Темперамент Тимофеевой не имеет ничего общего с театральной аффектацией. Балетная мелодрама ей абсолютно противопоказана. На сцене она производит впечатление натуры скрытной, сдержанной, скрывающей свою боль и гнев, и взрывы страсти или протеста всегда обусловлены у нее чрезвычайностью трагических или драматических обстоятельств, а не «свойством характера», необузданным темпераментом или властностью натуры.
После «Ночного города» встреча с балетами Ю. Григоровича способствовала еще более глубокому и определенному раскрытию артистической и человеческой темы Тимофеевой.
Она с абсолютной легкостью освоила все трудности сложнейшей партии Хозяйки Медной горы в «Каменном цветке». Во всех пластических и психологических противоречиях Хозяйки, предстающей то женщиной, то ящеркой, то манящей, то грозной, то страдающей, то насмешливой, Тимофеева нащупывала свою доминанту.
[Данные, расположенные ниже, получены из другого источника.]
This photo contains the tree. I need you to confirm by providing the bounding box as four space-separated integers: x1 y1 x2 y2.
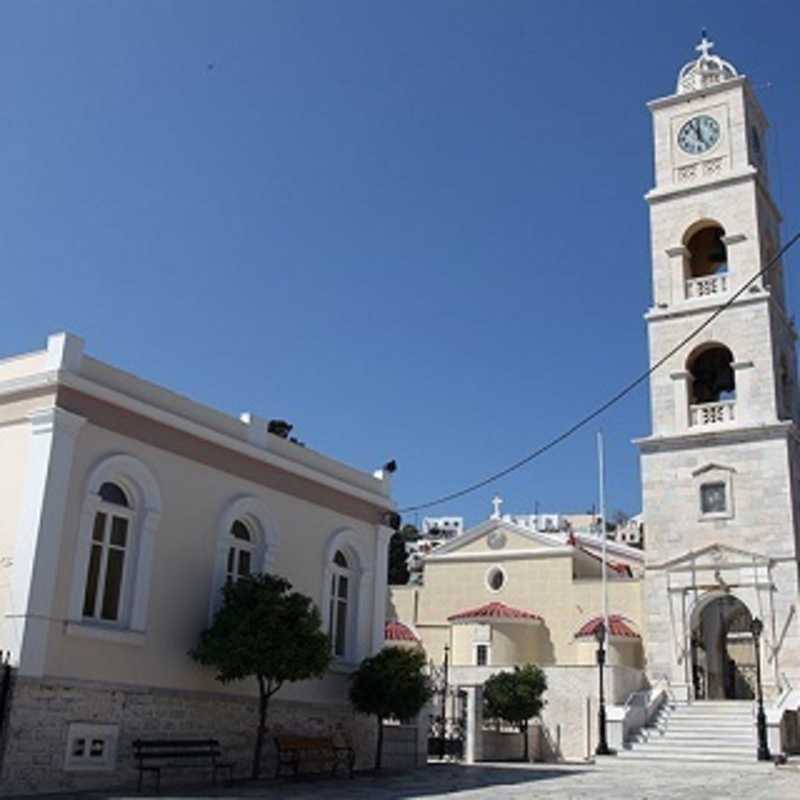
349 646 431 770
190 574 331 779
483 665 547 762
388 531 410 585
И доминанта эта — человечность образа.
Замечательная первая исполнительница партии Хозяйки Медной горы А. Осипенко создала в танце облик гибкой, юркой ящерки, змейки. Только на мгновение мелькало в ней женское чувство, женское естество. Хозяйка Медной горы Тимофеевой прежде всего женщина, человек, и чтобы скрыть, спрятать свою печаль и любовь, защититься от равнодушия Данилы или злобы Северьяна, она вынуждена оборачиваться ящеркой, заслоняться от обиды и горя неожиданностью своих преображений.
«Хотя хореография образа,— говорит Тимофеева,— по остроте своего рисунка, по чеканности поз бесстрастна и холодна (недаром некоторые критики ассоциируют ее с партией Ледяной девы из балета Ф. Лопухова), но в формах, положениях рук, в переходах от одного движения к другому ощутимы пугливое любопытство, боль одиночества, сложная «кривая» внутренних состояний.
Мне кажется, что бесстрастность — лишь маска этого образа, что острая «холодность» хореографического рисунка — тоже маска, конструктивный принцип, организующий комбинации движений, особый художественный прием.
Фантастичность этого образа, фантастичность хореографического рисунка скрывает страсти глубоко земные и человеческие, фантастичность здесь помогает увидеть внутренний мир героини во всей его сложности, как бы обнажая подспудные движения чувств».
Сценический мир Тимофеевой — это мир страдания и борьбы. Ей не знакомо самочувствие неотразимости, непреложной, победной уверенности балетных героинь и красавиц. В волшебницах, повелительницах и царицах Тимофеевой нет величавой недосягаемости, великолепной неуязвимости, эпического спокойствия небожительниц.
В основе многих ее образов лежит простая человеческая боль, и только сила преодоления этой боли возносит ее над окружающими, ставит в центр событий, страстей и катастроф.